(Gawain Douglas: The Palace of Honour. ab. 1500.)

ababcccdd

My love is like unto th' eternal fire,
And I as those which therein do remain;
Whose grievous pains is but their great desire
To see the sight which they may not attain:
So in hell's heat myself I feel to be,
That am restrained by great extremity,
The sight of her which is so dear to me.
O! puissant love! and power of great avail!
By whom hell may be felt e'er death assail!

(Sir Thomas Wyatt: Of the extreme torment endured by the unhappy lover. ab. 1550.)

ababbcbcc ("Spenserian stanza")

By this the Northerne wagoner had set
His sevenfold teme behind the stedfast starre
That was in Ocean waves yet never wet,
But firme is fixt, and sendeth light from farre
To all that in the wide deepe wandring arre;
And chearefull Chaunticlere with his note shrill
Had warned once, that Phœbus fiery carre
In hast was climbing up the Easterne hill,
Full envious that night so long his roome did fill.

(Spenser: The Faerie Queene, bk. i. canto 2, st. 1. 1590.)
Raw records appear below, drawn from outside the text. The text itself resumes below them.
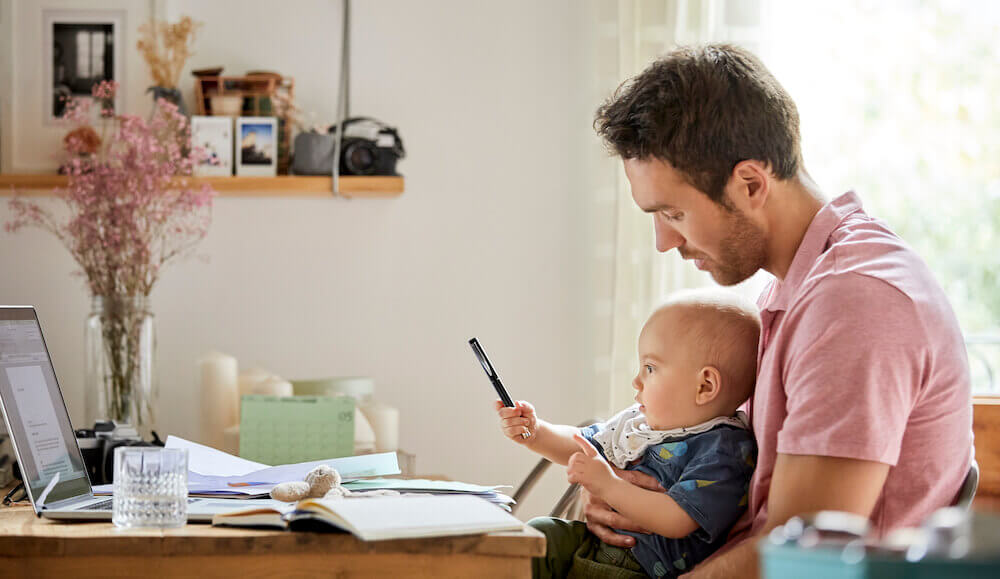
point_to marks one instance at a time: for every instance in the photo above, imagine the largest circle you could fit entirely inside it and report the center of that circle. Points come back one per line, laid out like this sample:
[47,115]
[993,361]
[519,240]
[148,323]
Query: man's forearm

And more to lulle him in his slumber soft,
A trickling streame from high rock tumbling downe,
And ever-drizling raine upon the loft,
Mixt with a murmuring winde, much like the sowne
Of swarming Bees, did cast him in a swowne.
No other noyse, nor peoples troublous cryes,
As still are wont t'annoy the walled towne,
Might there be heard; but carelesse Quiet lyes
Wrapt in eternall silence farre from enimyes.